VII.      Conclusion et décision

 

[59]           Je conclus que l’agente qui a déclaré Mme Haj Khalil interdite de territoire canadien ne l’a pas traitée de manière inéquitable et que sa décision n’était pas déraisonnable au vu de la preuve dont elle disposait. En conséquence, je dois rejeter la demande de contrôle judiciaire de cette décision (IMM‑3769‑10).

[60]           Toutefois, je dois accueillir la demande de contrôle judiciaire du refus de dispense ministérielle opposé à Mme Haj Khalil (IMM‑3767‑10) et ordonner au ministre de réexaminer sa demande de dispense conformément aux principes exposés dans l’arrêt Agraira, précité.

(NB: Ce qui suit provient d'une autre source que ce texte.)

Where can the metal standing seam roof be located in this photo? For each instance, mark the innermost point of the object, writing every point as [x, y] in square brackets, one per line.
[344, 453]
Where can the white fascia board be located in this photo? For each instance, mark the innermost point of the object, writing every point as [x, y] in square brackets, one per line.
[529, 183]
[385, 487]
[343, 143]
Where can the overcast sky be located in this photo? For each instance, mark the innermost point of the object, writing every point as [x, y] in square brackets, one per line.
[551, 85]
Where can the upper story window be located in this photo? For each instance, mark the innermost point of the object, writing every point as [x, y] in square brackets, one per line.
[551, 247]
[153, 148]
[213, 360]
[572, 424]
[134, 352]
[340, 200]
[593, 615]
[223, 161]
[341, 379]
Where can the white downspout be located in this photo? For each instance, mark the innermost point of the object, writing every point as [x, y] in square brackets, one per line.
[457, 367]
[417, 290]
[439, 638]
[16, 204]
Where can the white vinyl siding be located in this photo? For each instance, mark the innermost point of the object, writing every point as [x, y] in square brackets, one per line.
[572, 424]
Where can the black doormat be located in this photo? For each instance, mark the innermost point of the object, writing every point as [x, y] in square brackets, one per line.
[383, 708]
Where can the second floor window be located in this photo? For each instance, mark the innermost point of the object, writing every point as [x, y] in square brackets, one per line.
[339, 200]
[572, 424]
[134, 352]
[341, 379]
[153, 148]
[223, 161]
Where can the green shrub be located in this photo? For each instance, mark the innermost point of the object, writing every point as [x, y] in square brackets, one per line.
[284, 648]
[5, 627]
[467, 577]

[61]           Les parties ont demandé l’autorisation de présenter des observations touchant la proposition d’une question à la certification. J’examinerai toutes observations de cette nature qui seront déposées dans les dix jours suivant le prononcé du présent jugement.

 

 


JUGEMENT

LA COUR STATUE COMME SUIT :

1.                  La demande de contrôle judiciaire IMM‑3767‑10 est accueillie.

2.                  La demande de dispense formée par Mme Haj Khalil est renvoyée devant le ministre pour réexamen.

3.                  La demande de contrôle judiciaire IMM‑3769‑10 est rejetée.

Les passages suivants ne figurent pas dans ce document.